Corinthia Hotels is aiming to change the face of the luxury hotel market in London with the debut of the Seven Penthouses of Corinthia Hotel London, with rates ranging from $7,000 to $28,000 a night.
The 294-room London property, Corinthia's ninth location, opened last summer, but the duplex suites, ranging in size from 1,000 to 5,000 square feet, were not completed until February.
The suites are aimed at attaining a higher rate level, according to Alfred Pisani, founder and group chairman of Corinthia.
"To achieve a good average rate, you need 15% to 20% of your rooms to be suites," Pisani said. "In a city like London, you can go beyond that and sustain ultraluxury accommodations that match the luxury of home to the very wealthy. These are suites of extraordinarily high quality, each over 1,000 square feet and each with its own butler on call 24 hours a day."
The market for the penthouse suites -- which occupy the top two floors of the Victorian-era building in which the hotel is located -- will be the most affluent travelers from the Gulf, Russia and the Americas, Pisani said. The hotel also offers 40 additional suites of more traditional size.
"There is nothing like these seven suites in any other hotel," Pisani said. "Others may have one or two suites of this size but not this many or this opulent."
Each penthouse is themed: The Musician's suite, for example, has a grand piano and musically inspired artwork, while the Writer's suite offers a reading desk and more than a thousand books lining the walls.

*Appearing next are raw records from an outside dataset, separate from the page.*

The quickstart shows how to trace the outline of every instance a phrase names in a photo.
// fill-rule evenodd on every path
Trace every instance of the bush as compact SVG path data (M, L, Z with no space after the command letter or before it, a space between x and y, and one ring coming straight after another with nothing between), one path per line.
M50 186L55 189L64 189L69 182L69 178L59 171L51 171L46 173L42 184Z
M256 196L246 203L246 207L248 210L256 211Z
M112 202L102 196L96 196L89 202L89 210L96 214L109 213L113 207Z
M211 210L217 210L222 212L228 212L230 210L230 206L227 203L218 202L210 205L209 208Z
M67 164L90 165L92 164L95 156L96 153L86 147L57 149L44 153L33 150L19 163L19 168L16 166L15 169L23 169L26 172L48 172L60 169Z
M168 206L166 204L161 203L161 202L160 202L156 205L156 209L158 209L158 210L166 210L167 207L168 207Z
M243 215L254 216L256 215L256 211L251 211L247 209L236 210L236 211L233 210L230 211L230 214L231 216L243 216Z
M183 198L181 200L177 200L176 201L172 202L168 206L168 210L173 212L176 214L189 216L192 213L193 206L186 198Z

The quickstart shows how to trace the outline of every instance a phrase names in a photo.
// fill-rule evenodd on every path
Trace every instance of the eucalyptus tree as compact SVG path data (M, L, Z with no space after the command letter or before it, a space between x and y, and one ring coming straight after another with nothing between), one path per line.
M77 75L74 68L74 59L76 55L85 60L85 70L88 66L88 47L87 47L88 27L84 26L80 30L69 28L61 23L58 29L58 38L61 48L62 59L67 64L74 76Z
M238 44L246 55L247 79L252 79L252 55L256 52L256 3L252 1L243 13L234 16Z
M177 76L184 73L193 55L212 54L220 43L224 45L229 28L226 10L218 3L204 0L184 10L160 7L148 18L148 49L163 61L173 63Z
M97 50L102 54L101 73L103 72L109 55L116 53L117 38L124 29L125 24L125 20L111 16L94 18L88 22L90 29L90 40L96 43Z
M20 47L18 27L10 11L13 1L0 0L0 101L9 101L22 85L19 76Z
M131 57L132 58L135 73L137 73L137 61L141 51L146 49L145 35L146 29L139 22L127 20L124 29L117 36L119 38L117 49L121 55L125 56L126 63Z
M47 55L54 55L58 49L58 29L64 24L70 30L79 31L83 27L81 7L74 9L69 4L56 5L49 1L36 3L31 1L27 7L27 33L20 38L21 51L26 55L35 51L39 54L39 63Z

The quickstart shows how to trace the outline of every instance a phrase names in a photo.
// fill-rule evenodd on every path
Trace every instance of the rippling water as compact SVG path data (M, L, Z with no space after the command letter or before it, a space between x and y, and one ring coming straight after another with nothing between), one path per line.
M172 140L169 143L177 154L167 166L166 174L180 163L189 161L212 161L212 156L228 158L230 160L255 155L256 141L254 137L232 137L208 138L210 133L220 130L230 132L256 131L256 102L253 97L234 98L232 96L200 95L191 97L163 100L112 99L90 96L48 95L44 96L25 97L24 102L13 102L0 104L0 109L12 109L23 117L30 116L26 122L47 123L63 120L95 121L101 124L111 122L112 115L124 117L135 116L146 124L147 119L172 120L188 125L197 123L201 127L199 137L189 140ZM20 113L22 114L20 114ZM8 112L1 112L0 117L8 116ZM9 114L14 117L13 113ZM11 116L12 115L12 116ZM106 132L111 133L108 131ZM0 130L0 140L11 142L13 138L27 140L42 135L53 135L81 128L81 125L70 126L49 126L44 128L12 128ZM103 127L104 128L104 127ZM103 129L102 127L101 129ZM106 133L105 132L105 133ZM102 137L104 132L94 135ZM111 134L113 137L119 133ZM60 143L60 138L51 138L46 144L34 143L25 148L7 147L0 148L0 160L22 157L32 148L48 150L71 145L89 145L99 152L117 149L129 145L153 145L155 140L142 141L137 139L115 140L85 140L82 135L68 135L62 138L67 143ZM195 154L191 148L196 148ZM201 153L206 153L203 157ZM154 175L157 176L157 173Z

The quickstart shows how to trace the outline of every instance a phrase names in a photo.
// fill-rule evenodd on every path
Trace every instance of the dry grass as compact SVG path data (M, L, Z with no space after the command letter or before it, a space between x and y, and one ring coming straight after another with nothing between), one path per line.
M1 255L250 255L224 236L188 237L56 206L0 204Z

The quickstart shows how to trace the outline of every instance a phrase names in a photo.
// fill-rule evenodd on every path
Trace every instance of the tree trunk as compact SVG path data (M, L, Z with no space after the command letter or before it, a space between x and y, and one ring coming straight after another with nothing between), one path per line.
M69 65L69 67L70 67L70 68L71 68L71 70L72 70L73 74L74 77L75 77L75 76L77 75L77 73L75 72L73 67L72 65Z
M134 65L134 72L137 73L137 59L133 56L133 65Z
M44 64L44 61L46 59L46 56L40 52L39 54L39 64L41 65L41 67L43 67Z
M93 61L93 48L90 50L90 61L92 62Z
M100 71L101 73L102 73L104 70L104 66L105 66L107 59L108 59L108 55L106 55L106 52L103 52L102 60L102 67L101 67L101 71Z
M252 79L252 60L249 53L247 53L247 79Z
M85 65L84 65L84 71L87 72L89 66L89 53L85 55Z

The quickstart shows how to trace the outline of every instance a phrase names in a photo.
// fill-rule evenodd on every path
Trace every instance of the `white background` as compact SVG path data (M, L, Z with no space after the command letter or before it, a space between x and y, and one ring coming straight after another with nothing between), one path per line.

Each is priced according to its square footage: Royal, at $28,000 a night; Hamilton, $15,000; Musician's, $10,300; Writer's, $10,300; Whitehall, $8,700; Explorer's, $7,100; and Actor's, $7,100.
Pisani said Corinthia would aim to offer the equivalent of these suites in future hotels.
Pisani's goal in London is to "cruise" at an occupancy level of about 80% within two years; the target this year is 64%.
With London as a showplace for the brand, Pisani is aggressively searching for locations in other major gateways, with particular emphasis on New York and Paris. He said he was also interested in China, India and South America. Corinthia is prepared to invest $2 billion in developing an additional eight properties, he said.
Once the brand has roughly doubled in size, Pisani said, "that will give us sufficient exposure, and I would then like to reach a stage where investors will come to us to manage their hotels, on the model of the Four Seasons." Corinthia and its subsidiaries currently develop, manage and own all of their hotels.
Corinthia is celebrating its 50th anniversary as a company: Pisani opened a restaurant in his native Malta in 1962 and opened his first hotel in 1968, the Corinthia Palace, which continues to operate today.
"Our main responsibility is to respect our culture as we grow," Pisani said. "That's harder than designing a lovely penthouse. We are constantly working to get the best out of our colleagues by telling them they are the best and working with the best.
"Our advantage up to now has been our size, which has allowed us to maintain what we call the craftsmanship of care," he said. "Maintaining that is our goal."